All transactions in the police yard occur under intense public scrutiny. In the marketplace, dealings are more opaque. True, there are also farmers critical of the process but with everybody’s nerves on edge, that seems natural.
From cotton to soybean
“It’s not just fertilizer, seeds are also in short supply,” say the assembled peasants. Interestingly, many of these farmers have shifted from cotton — for long the King in Western Vidharbha — to soybean in just the last few seasons.
“There are no seed problems in Washim,” declares district Agriculture Officer N.V. Deshmukh. “There are none amongst private dealers,” he says. But it appears that the seed given out under the Prime Minister’s “relief package” has created confusion.

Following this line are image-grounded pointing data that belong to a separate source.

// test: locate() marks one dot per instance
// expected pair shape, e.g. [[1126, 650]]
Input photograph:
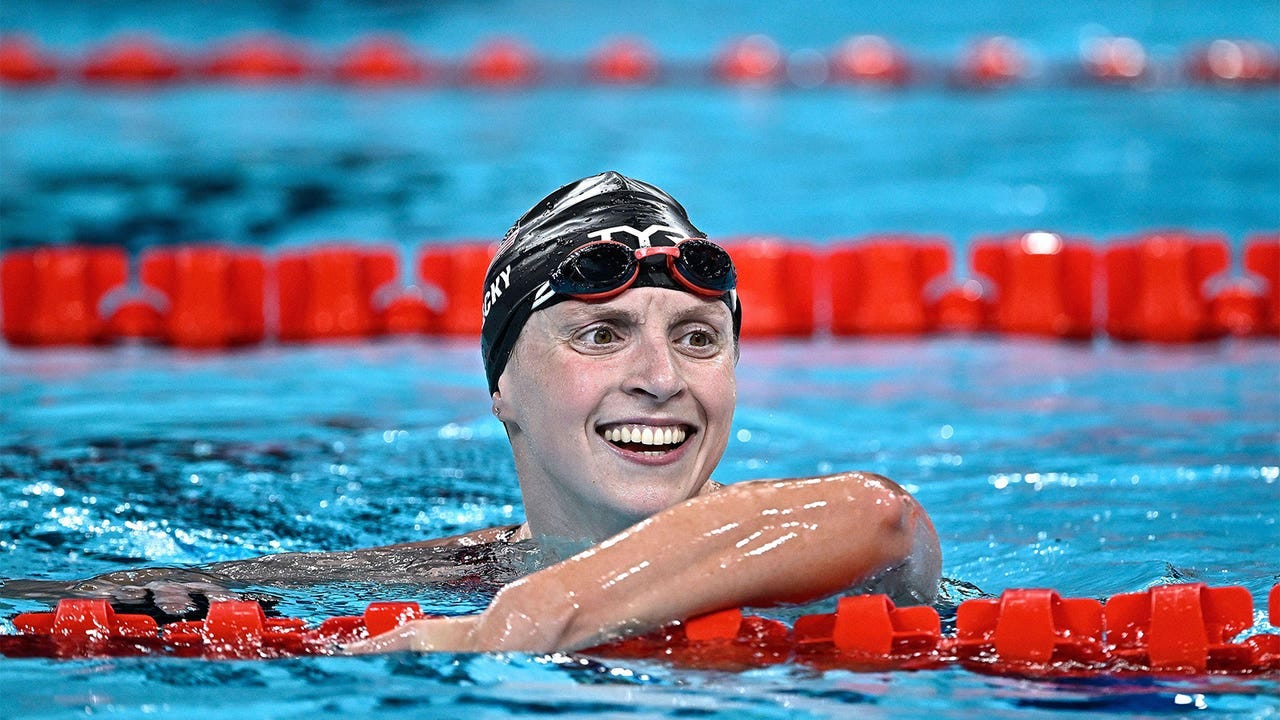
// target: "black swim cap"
[[604, 206]]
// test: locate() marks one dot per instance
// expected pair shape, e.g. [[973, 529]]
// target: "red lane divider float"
[[776, 281], [328, 292], [880, 286], [1157, 287], [507, 62], [1185, 629], [1043, 283], [51, 295]]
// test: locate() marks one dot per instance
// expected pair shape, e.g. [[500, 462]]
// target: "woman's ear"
[[501, 409]]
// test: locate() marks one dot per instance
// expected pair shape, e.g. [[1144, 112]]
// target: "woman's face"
[[617, 409]]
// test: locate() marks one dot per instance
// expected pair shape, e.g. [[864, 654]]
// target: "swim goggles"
[[604, 268]]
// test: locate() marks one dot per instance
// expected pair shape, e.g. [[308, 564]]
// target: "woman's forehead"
[[643, 305]]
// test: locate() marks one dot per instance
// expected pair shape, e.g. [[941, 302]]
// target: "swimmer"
[[609, 345]]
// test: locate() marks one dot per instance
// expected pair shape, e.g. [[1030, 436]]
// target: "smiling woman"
[[615, 377], [609, 345]]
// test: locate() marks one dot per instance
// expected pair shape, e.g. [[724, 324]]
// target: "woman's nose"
[[656, 369]]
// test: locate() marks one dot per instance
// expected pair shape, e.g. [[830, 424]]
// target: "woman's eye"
[[700, 341]]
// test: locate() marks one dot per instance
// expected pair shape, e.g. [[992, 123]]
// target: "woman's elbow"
[[913, 561]]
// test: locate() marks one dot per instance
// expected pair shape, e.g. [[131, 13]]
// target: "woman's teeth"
[[645, 434]]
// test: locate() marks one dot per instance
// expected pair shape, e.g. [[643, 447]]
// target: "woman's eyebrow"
[[592, 313]]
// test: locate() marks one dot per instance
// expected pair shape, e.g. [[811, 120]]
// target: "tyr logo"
[[676, 235]]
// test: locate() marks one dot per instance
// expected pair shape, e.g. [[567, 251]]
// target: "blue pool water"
[[1089, 468]]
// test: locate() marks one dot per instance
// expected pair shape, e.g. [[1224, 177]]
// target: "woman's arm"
[[749, 545]]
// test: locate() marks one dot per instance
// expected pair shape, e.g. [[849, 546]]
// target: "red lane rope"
[[1166, 286], [1183, 629], [140, 59]]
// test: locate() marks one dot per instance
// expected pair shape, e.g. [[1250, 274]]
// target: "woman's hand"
[[164, 593], [749, 545]]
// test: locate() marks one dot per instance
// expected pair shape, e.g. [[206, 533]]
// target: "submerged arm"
[[752, 543]]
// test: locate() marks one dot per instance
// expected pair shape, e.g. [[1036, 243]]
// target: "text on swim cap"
[[494, 291], [676, 235]]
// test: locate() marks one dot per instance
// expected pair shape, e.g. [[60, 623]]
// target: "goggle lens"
[[604, 268]]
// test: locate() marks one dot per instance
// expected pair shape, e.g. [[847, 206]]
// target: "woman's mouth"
[[648, 440]]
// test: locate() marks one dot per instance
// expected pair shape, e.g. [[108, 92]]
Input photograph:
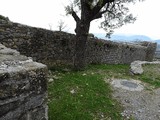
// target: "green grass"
[[84, 95]]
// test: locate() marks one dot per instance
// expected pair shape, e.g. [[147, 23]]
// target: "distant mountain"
[[125, 38]]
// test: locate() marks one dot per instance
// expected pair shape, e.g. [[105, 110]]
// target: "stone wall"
[[23, 87], [52, 48]]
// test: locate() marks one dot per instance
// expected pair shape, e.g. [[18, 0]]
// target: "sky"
[[47, 14]]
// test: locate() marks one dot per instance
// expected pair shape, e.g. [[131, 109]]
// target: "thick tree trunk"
[[82, 30]]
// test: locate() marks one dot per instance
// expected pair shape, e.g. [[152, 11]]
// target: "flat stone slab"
[[131, 85]]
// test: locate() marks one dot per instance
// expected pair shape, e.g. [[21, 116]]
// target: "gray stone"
[[23, 87]]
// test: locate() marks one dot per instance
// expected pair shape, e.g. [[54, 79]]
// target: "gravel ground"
[[139, 105]]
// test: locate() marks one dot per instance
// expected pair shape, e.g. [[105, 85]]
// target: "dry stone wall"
[[23, 87], [52, 48]]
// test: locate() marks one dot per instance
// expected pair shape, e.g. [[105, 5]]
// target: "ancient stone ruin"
[[52, 47], [23, 87], [23, 83]]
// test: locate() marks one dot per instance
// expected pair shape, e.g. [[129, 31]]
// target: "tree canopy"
[[115, 13]]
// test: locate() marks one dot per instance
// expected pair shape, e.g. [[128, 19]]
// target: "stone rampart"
[[51, 48], [23, 87]]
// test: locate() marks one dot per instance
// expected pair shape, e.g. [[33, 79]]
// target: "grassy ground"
[[85, 95]]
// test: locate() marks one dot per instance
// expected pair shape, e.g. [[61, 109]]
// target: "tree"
[[61, 25], [114, 12]]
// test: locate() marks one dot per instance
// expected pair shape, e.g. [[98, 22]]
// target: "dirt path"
[[141, 104]]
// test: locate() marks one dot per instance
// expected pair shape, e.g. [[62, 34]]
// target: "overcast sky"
[[47, 13]]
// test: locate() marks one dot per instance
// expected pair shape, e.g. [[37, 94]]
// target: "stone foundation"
[[23, 87]]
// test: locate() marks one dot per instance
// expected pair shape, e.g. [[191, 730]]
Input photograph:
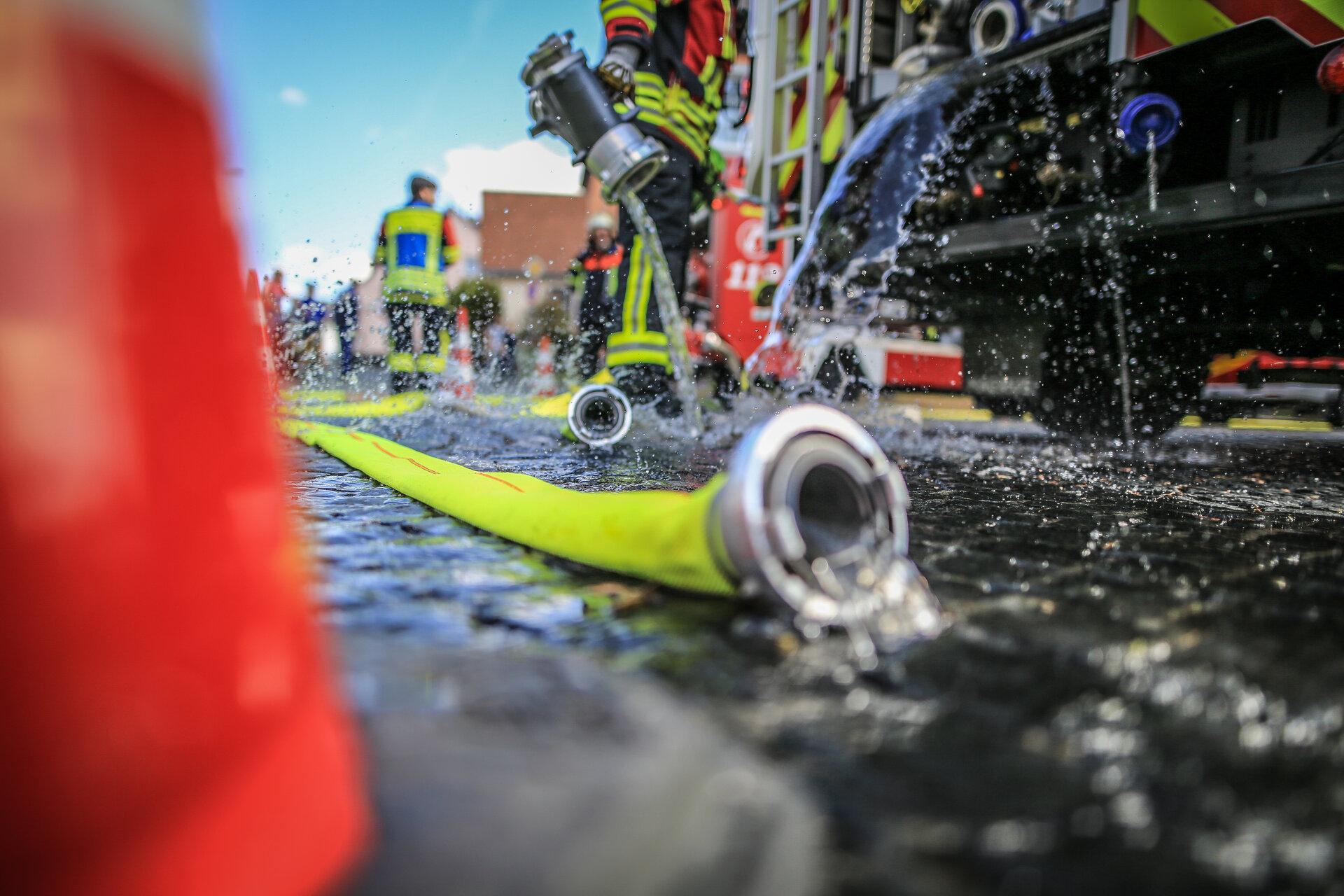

Who is entitled to these cheaper seeds? That question becomes more acute as prices rise. “The more real problem is the fertilizer, but I think that will also be overcome in a while,” says Mr. Deshmukh. However, if the pause in the rains stretches much longer, farmers will have to go in for re-sowing. And there will be no subsidised seed the second time around. They could thus lose up to Rs.2,000 an acre.
In Chikhli in Buldhana district next door, the police caned a mob of farmers protesting what they saw as rigging in seed distribution. Here too, the dispute was over 1,600 bags of seed being handed out as part of the Prime Minister’s package. In Pinjar in Akola, seed distribution saw a stampede leave several injured. In Nanded in Marathwada, the police had to intervene after enraged farmers ransacked some shops.
‘Impact of Gujjar agitation’
The State government believes the disruption of rail freight traffic by the Gujjar agitation led to the shortages, with fertilizer piling up at the ports. With the agitation ending, normalcy would return. “We have solved the problem of fertilizer,” Agriculture Secretary Nanasaheb Patil told the journal AgroOne. “The Chief Minister himself has spoken to the Prime Minister and [the] Railway Minister asking for more rail wagons to move the held-up fertilizer.”
On the ground, others are less sanguine. “There is the larger issue of a production shortfall and government’s inept planning,” says Kishor Tiwari of the Vidharbha Jan Andolan Samiti. “Imports will get tougher with global prices four times what they are here. The fuel price hike sends all prices soaring still further. So naturally, there is a demand for the subsidised, cheaper seed. Then there is the exploitation of scarcity. But most top dealers or distributors are well connected politically, the scions of important families, with links to government. Can they be arrested?”
Mr. Tiwari cites a third reason for the shortages. “Dealers backing cotton — in a region where Bt cotton now reigns supreme — fear the ongoing shift to soybean. That rapid shift would rob them of their golden goose. Hence the seed and fertilizer shortages target those trying to shift to soybean more than others.”
Vidharbha’s leading intellectual on agrarian issues, Vijay Jawandia, agrees. “The fortune of the input dealers is in Bt cotton seed. There is no benefit for them in the shift to soybean, at least for now.”
“The immediate crisis might be resolved, but the problem won’t go away,” says Mr. Tiwari. One group of people fervently hoping it will go away are the cops at the Washim police station. Just now, though, they’re too busy to say so. There is still all that fertilizer in their yard to distribute.